Hey, you're right. What should I call it then? Round? Timing? On air?
It would be really helpful if you could help me out with a term...

My english is... ...kinda homemade.


----------



## Gerra (Jan 15, 2010)

By the way, thanks everyone for downloading.
I booked 230 downloads closing the 2nd day of distribution worldwide.

Maybe I'll pause my compactTangram© project to develop a fully functional timer. There could be even a subpage on compactgames.eu to store statistics on my webserver.

I used some of your +feedback on compactgames.eu, hope it doesn't bother any of you, thanks again.


----------



## panyan (Jan 15, 2010)

zlookup said:


> integrate with CCT like the real stack mat



the only remotely feasible ones i could think of are:
1) cable from phone to mic and then program to send out the commands like stackmat
2) bluetooth the commands?


----------



## Gerra (Jan 16, 2010)

panyan said:


> zlookup said:
> 
> 
> > integrate with CCT like the real stack mat
> ...



The only computer connection issue I'm planning is to create a huge red LCD display for Windows/Osx.
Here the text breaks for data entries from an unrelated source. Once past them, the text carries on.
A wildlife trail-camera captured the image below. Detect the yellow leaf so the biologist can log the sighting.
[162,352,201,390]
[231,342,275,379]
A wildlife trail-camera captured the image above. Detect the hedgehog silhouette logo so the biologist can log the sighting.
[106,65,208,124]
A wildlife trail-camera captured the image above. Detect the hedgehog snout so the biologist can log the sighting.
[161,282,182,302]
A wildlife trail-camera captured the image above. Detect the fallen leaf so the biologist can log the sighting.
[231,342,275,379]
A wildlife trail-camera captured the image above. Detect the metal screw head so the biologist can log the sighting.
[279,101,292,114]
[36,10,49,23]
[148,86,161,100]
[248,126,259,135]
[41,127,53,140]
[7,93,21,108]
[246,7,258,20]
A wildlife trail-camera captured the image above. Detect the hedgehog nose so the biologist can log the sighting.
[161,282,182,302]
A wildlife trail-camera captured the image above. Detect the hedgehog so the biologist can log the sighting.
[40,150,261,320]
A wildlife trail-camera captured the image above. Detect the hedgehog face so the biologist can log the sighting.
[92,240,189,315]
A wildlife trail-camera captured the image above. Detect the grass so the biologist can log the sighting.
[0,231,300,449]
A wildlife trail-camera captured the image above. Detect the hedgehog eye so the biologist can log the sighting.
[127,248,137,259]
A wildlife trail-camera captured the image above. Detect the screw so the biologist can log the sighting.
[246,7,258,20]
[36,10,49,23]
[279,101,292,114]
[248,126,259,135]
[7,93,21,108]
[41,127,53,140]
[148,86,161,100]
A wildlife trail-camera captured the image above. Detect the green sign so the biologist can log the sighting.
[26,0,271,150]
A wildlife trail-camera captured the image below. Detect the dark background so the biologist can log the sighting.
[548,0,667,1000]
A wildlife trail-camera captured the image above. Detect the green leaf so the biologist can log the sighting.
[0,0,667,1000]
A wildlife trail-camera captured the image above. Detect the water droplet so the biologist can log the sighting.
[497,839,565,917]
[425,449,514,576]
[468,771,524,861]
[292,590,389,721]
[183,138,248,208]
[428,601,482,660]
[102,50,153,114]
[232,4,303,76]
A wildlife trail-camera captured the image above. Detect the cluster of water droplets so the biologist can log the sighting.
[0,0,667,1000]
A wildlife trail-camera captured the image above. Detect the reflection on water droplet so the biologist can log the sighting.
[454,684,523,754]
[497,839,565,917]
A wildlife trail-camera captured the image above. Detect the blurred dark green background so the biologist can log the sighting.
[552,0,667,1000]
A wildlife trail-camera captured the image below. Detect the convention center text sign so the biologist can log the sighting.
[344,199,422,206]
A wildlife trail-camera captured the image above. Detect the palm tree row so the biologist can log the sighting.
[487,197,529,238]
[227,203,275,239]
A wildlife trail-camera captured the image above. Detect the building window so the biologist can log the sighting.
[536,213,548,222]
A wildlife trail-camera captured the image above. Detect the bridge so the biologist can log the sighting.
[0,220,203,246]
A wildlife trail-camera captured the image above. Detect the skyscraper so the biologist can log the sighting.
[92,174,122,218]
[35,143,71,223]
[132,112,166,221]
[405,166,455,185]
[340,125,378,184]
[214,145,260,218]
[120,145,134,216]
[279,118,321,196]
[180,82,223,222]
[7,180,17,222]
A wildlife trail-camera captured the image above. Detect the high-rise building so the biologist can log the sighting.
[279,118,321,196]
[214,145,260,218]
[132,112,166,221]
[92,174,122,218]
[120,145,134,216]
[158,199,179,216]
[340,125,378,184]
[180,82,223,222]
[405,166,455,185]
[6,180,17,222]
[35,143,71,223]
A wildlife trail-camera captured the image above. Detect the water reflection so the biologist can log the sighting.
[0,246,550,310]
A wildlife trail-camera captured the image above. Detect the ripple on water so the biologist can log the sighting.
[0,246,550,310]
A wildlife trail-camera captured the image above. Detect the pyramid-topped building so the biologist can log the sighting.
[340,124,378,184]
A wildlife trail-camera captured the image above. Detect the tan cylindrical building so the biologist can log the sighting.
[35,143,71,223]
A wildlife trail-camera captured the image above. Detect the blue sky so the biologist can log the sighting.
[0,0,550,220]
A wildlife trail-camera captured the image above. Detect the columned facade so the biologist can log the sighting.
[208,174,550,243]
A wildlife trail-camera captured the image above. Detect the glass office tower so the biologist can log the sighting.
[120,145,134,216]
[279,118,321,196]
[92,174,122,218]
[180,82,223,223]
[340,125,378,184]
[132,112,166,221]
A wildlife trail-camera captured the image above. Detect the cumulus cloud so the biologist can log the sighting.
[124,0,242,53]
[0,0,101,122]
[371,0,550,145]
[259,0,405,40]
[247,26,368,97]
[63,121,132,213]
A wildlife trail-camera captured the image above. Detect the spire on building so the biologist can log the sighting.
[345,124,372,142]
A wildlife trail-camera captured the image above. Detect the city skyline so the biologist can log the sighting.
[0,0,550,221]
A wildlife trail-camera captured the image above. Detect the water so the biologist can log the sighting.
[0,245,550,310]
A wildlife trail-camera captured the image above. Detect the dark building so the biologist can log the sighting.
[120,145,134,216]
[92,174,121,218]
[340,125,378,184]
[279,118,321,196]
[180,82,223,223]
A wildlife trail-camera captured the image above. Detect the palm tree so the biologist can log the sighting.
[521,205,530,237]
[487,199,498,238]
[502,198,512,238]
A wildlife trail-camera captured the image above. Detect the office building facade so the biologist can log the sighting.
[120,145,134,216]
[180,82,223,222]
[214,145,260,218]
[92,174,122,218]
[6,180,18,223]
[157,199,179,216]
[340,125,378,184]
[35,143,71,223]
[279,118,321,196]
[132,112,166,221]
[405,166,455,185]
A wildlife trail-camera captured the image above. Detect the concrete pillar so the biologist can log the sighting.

Statistics/Scrambles/Sessions will be built in functions in Pro, and will be uploadable to the web.

Again, it is not a StackMat® replacement, it is to mobilize it.


----------



## tim (Jan 16, 2010)

Lucas Garron said:


> Also, I'm taking an iPhone programming class right now. Objective C looks very interesting.



Too bad iPhone OS doesn't support garbage collection, so we can't just use MacRuby :/.


----------